The pancreas is an elongated organ situated deep within the abdomen, positioned horizontally behind the stomach and in front of the spine. Its primary function is twofold: it produces digestive enzymes that flow into the small intestine to break down food, and it releases hormones like insulin and glucagon directly into the bloodstream to regulate blood sugar. A pancreatic cyst is an abnormal, fluid-filled sac that forms either on or within this gland. While a cyst simply refers to a fluid-filled lesion, the term encompasses a diverse group of growths. Most pancreatic cysts are non-cancerous, but some carry a risk of malignancy. Distinguishing between these types is the most important step in determining the appropriate next course of action.
Defining the Different Types of Pancreatic Cysts
Pancreatic cysts are broadly categorized into non-neoplastic and neoplastic. Non-neoplastic cysts arise from inflammation or injury, while neoplastic cysts originate from abnormal cell growth. The most common non-neoplastic type is the pseudocyst, which often forms following acute pancreatitis or abdominal trauma. Pseudocysts are not true cysts because they lack an epithelial cell lining, instead containing liquefied dead pancreatic tissue and a high concentration of digestive enzymes.
Neoplastic cysts include three main subtypes with different malignant potentials. Serous Cystadenomas (SCAs) are almost universally benign and rarely progress to cancer, often presenting as a collection of many small cysts with thin, clear fluid. In contrast, Mucinous Cystic Neoplasms (MCNs) and Intraductal Papillary Mucinous Neoplasms (IPMNs) are known as mucinous cysts because they produce thick, mucus-like fluid and are considered pre-malignant. MCNs are typically solitary, found in the body or tail of the pancreas, and occur almost exclusively in middle-aged women.
IPMNs are the most common type of potentially cancerous cyst and are unique because they grow within the pancreatic duct system itself. They are classified based on location, with Main Duct IPMNs (MD-IPMNs) carrying a significantly higher risk of cancer compared to Branch Duct IPMNs (BD-IPMNs). The specific characteristics of the fluid within these cysts can also aid in diagnosis, as mucinous cysts typically have high levels of a tumor marker called carcinoembryonic antigen (CEA).
Symptoms and How Cysts Are Discovered
Most pancreatic cysts are asymptomatic and are discovered incidentally during abdominal imaging, such as a CT scan or MRI. The detection of these lesions has increased, now found in up to 20% of the general population. Since most cysts are small and cause no issues, they remain unnoticed unless they begin to grow or cause obstruction.
When a cyst becomes symptomatic, the signs usually relate to its size and location within the pancreas. Abdominal pain, which may radiate to the back, is the most common symptom, occurring when the cyst presses on surrounding organs or nerves. Nausea and vomiting can also develop if a large cyst compresses the duodenum, the first part of the small intestine, delaying the passage of food.
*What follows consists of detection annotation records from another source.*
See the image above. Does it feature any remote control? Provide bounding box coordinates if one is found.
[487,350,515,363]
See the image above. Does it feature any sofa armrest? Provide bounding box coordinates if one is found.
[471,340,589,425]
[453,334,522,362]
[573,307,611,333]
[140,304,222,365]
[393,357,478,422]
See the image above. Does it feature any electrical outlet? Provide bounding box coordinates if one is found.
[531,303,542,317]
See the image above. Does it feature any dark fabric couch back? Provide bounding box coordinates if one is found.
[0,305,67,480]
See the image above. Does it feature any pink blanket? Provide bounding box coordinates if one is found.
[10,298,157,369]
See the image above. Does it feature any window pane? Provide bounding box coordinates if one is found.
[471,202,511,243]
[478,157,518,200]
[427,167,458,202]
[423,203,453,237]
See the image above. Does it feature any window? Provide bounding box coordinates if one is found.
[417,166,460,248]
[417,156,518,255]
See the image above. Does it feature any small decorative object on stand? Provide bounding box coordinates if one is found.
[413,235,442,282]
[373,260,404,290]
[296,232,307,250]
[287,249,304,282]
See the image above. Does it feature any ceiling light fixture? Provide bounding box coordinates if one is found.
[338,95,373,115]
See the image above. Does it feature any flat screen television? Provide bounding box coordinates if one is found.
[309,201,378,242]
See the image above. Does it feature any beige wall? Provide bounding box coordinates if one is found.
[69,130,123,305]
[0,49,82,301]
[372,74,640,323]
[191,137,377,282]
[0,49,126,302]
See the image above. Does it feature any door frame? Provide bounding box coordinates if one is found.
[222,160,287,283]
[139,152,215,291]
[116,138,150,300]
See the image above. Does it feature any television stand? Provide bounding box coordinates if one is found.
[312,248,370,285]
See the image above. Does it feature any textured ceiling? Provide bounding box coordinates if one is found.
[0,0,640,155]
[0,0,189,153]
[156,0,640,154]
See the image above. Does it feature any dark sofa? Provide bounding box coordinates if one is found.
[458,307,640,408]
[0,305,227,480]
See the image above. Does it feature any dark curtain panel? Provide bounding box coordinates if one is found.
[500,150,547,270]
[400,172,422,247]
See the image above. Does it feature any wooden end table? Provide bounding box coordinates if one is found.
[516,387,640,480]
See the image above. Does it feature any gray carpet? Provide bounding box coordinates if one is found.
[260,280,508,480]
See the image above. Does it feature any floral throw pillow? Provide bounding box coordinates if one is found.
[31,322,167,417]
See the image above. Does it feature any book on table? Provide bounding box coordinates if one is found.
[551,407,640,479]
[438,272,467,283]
A less frequent but more concerning symptom is jaundice, which may occur if a cyst in the head of the pancreas blocks the common bile duct. Initial diagnosis relies on cross-sectional imaging like MRI or CT to visualize the cyst and its internal features. If the cyst appears suspicious, an Endoscopic Ultrasound (EUS) may be performed, which uses a thin probe inserted into the digestive tract to provide a detailed view and collect a fluid sample for analysis.
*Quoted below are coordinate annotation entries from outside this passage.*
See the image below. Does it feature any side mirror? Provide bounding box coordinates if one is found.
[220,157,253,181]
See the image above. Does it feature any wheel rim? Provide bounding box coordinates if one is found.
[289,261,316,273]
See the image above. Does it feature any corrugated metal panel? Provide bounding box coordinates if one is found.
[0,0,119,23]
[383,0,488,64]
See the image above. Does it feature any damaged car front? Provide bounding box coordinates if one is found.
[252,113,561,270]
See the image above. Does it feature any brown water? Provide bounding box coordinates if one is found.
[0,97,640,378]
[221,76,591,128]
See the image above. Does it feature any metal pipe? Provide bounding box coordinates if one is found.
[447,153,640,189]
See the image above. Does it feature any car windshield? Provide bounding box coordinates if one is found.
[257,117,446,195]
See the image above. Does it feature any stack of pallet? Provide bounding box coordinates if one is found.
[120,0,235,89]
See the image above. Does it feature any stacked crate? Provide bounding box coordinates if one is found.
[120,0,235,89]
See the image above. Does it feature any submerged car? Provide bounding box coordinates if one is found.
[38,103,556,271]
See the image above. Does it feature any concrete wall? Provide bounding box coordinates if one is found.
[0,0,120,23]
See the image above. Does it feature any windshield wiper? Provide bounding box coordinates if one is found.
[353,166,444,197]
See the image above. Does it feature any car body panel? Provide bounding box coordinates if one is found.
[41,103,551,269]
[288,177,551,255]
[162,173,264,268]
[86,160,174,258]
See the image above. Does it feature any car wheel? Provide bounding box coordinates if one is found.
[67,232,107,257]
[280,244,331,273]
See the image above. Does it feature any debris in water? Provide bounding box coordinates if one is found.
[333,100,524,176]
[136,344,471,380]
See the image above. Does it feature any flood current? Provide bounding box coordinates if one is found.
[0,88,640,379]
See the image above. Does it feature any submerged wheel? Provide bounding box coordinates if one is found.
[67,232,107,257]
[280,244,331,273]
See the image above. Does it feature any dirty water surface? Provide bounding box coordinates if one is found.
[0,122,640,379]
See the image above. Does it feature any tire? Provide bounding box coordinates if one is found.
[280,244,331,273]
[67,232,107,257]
Assessing Risk and Management Strategies
Once a pancreatic cyst is identified, the primary concern is assessing its risk of developing into pancreatic cancer. Risk stratification relies on identifying specific features visible on imaging, known as “worrisome features” or “high-risk stigmata.” Worrisome features include a cyst size of 30 millimeters or greater, a thickening of the cyst wall, or a moderate dilation of the main pancreatic duct, measuring between five and nine millimeters.
The presence of worrisome features usually prompts a more invasive evaluation, such as EUS with fluid sampling, to define the cyst type and screen for abnormal cells. High-risk stigmata suggest a high probability of cancer and include finding a solid, enhancing mural nodule measuring five millimeters or more. A main pancreatic duct dilation of 10 millimeters or greater, or the presence of obstructive jaundice, also fall into this high-risk category.
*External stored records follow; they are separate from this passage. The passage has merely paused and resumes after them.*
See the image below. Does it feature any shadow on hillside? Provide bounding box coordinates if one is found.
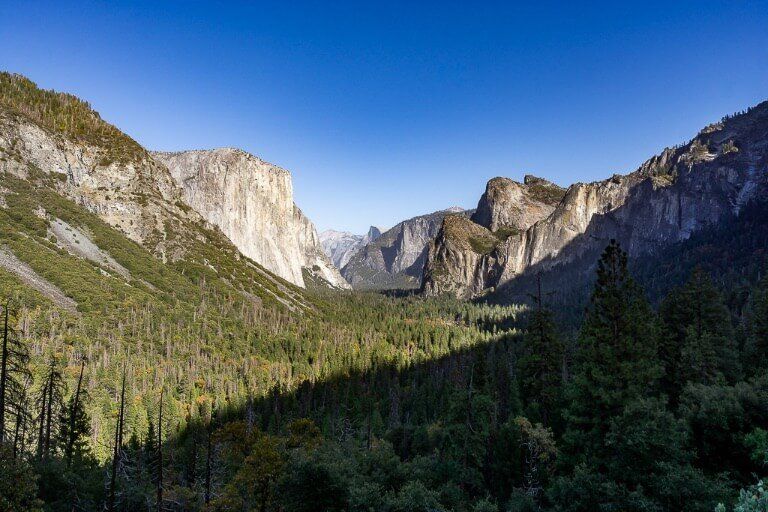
[480,180,768,322]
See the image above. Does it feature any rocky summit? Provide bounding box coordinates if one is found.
[422,102,768,297]
[341,207,472,289]
[320,226,381,268]
[152,148,348,288]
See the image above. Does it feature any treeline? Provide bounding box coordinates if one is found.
[0,243,768,512]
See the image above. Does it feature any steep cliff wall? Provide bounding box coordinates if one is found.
[422,103,768,296]
[341,207,466,289]
[152,148,348,288]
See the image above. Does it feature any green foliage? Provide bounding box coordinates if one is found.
[566,241,661,467]
[0,72,146,164]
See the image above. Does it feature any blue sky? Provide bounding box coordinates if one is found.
[0,0,768,233]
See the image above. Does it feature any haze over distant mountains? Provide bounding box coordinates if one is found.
[320,226,381,269]
[0,69,768,301]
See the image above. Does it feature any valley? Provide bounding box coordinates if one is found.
[0,72,768,512]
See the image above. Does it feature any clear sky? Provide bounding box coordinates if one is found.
[0,0,768,233]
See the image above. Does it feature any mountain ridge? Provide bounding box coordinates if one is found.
[422,102,768,298]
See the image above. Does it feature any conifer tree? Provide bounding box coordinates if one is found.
[0,302,30,444]
[659,269,741,396]
[519,278,564,426]
[746,274,768,374]
[58,358,91,466]
[566,240,661,464]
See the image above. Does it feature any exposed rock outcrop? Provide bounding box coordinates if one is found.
[152,148,348,288]
[422,102,768,297]
[320,226,381,269]
[341,207,472,289]
[0,104,190,259]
For cysts without these concerning features, such as Serous Cystadenomas or low-risk Branch Duct IPMNs, the recommended approach is active surveillance. This strategy involves regular follow-up imaging, typically with an MRI, scheduled every few months to a few years depending on the cyst’s size and baseline characteristics. The goal of surveillance is to monitor for any changes, such as rapid growth or the development of a solid component, that would indicate a progression in risk. Cysts that present with high-risk stigmata, or those that show progression during surveillance, are generally recommended for surgical resection to remove the lesion entirely.